Tops grocery store in Buffalo reopens to mixed reactions after mass shooting
BUFFALO, N.Y. — Two months after the racist mass shooting that killed 10 people and injured three others at a Buffalo supermarket, the store has reopened to a community still in mourning.
The Tops grocery store "quietly" opened its doors Friday morning, according to a Tops news release, with a prayer and a brief cheer from employees, customers and community members who showed up to support the reopening.
LeCandice Durham and her family showed up with sparkly homemade signs reading "WELCOME BACK TOPS" and "WE ♥ U!"
"I'm just happy to be here, [to] welcome in the employees, the customers, as they come in to shop for the first time in two months," Durham said, as her young daughter proudly held up a bag of chips purchased inside. Her family had gone in already, but as for herself, Durham said, "I think for now, outside is the best place for me, just because I don't want to cry. I want to be strong today for the brave, courageous people who came back to work."
During a small reopening ceremony on Thursday, Tops Friendly Markets President John Persons said a quarter of the employees who used to work at this location chose not to return. He said that the company has found places for those employees at other locations and that he stands by his decision to renovate this store, rather than build a new one from the ground up.
"We think being able to reopen to the community respectfully and honorably, to be able to do that in two months versus 2 1/2 to three years, we think is the right decision," Persons said.
Not everyone agrees.
"We're saying that it's too soon to go back into a store where we're literally walking on the blood of our elders and those that have died to get things that we need," said activist Jalonda Hill. "It's also retraumatizing to go back into a space where people have been murdered."
On opening day, Hill and a small group of demonstrators gathered on the sidewalk in front of the store. "I don't want to see business as usual, because my life has not been the same since [the attack]," protested Jerome Wright, who has circulated a petition to get the store to close again.
But many people were going right back inside to shop, though some expressed apprehension about walking through the same automatic doors that let in a gunman just a couple of months ago.
"It was emotional, it was emotional," said Kenny Gaston, who went inside to pick up some fruit for his father.
"We now, on the one hand, look at it as sacred ground," he said, when asked about the reluctance that some people have about shopping there again.

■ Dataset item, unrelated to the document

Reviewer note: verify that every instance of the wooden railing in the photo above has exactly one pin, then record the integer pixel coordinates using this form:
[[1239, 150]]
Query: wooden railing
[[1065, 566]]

"People wouldn't tread over graveyards or cemeteries. This has some of the same perspective for some of our people. On the other hand, we've been traumatized for centuries ... but our ancestors always rose above it and kept moving forward. That's why I'm here today," explained Gaston. And, he said, the renovations inside the store were nice, especially those in the produce department, which Tops says it expanded as part of the changes.
Inside, there's brighter lighting, new paint and flooring — and a memorial wall featuring a poem about the healing power of water, by Buffalo poet laureate Jillian Hanesworth. The store also now features an increased security presence, an updated camera and alarm system, and more emergency exits than required in the building code, according to a news release.
Even so, activists and members of the community are quick to point out that this Tops, despite being the only supermarket for this community, was run-down compared with other Tops stores in Buffalo and that the systemic problems that led to the massacre still exist. This Tops is the only supermarket for Buffalo's majority-Black East Side, which made it an easy target for a racist gunman looking to kill Black people.
"Let's start looking at this area and seeing what we can develop, because it's well needed," said Lenny Lane, whose group, Buffalo F.A.T.H.E.R.S., has been holding cookouts near the Tops since the shooting.
"We need so much that I don't even know where to start," Lane said. "But we start here. We needed a good supermarket, and we got it. But my God, look at what had to happen before we got it."